In her lead presentation at the conference, “The Tenth Century: Orthodox Constructions of the West in the Golden Age of Byzantium”, she set out to explain not so much why the schism occurred, but why it occurred when it did in the latter half of the 11th century. Specifically, she sought to answer this question in such a way as to avoid a deterministic view of history which treats critical events in retrospect as if they were somehow inevitable. What made the timing of the schism so difficult to explain, in her view, was that it followed on a long period of generally good relations between East and West. The 9th century dust-up between Rome on one hand, and Constantinople in the person of Photius on the other was widely seen in retrospect in the 10th century as an aberration.

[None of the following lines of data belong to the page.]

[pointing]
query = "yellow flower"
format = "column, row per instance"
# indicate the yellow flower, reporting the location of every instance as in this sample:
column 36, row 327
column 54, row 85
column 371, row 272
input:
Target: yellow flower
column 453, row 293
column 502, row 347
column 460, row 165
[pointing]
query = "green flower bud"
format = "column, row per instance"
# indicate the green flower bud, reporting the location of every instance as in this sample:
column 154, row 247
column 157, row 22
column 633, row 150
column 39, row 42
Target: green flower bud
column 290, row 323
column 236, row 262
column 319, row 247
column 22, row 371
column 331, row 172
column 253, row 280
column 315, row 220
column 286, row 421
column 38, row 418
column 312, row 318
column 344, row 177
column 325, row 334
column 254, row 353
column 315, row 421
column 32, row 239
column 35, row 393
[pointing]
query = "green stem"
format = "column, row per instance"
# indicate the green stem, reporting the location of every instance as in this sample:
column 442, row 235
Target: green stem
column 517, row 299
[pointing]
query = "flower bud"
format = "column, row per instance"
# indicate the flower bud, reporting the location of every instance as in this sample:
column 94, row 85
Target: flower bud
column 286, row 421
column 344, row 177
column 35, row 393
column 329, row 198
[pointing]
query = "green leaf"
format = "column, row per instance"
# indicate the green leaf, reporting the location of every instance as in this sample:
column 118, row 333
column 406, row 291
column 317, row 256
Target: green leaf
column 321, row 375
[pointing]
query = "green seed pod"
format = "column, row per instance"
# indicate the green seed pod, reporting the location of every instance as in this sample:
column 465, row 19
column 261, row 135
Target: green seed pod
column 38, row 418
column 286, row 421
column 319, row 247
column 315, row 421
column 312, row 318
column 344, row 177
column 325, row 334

Nevertheless, Dr. Kolbaba noted that this earlier dispute had not occurred in a vacuum.

All the factors that were later offered up to justify the schism (the papal claims, the filioque, as well as liturgical and disciplinary differences) were of long standing and were known in the 10th century, though they were not yet seen at the time as obstacles to communion. Both East and West had gone through a period of missionary expansion early in the 10th century with their evangelization efforts overlapping notably in Moravia and Bulgaria. Differences in ritual practice had been noted in these shared missionary areas, but without the “other side” necessarily being seen as “wrong” as a result. Differing liturgical practices had also been a minor factor in the political and ecclesial rivalry between the Lombard duchies and the Byzantine empire in Southern Italy, though not one that had attracted much notice in Constantinople prior to the 11th century.

In essence, Rome was still viewed positively in the 10th century for its earlier role in resisting iconoclasm, and the West was correspondingly not then perceived as a source of heresy. Despite the 9th century controversy over the filioque, Dr. Kolbaba noted that a comprehensive review of extant documents has yielded not a single Greek treatise against the interpolation that can be traced unambiguously to the 10th century, a lacuna all the more remarkable as one would in later times be expected (she observed half jokingly) to write at least two before being taken seriously as an Orthodox theologian.  Furthermore, works condemning typically Western liturgical practices which would characterize Orthodox polemics in later centuries had yet to be written. So what changed in the 11th century?

Some early developments in the West were to have a latent impact on relations and on the way in which it would be perceived in the East. Dr. Kolbaba noted, for example, to the differing way in which Rome and the Frankish court were to receive the decisions of the 7th ecumenical council (albeit the Frankish reaction being based on a seriously flawed translation of the canons). The Gregorian reforms in the 11th century were to  usher in a harder Western line on clerical celibacy and independence from secular authorities, as well as on the Papal claims; but Dr. Kolbaba argued that it was the East rather than the West that was ultimately to pick fault with the other, and that it was in the East that we should look for the key developments that would leading to a change in attitude that in turn would make the schism possible. Specifically and perhaps surprisingly she pointed to the substantial improvement in the Byzantine military situation along the empire’s eastern and southeastern frontier in the late 10th and early 11th centuries as the key underlying game changer.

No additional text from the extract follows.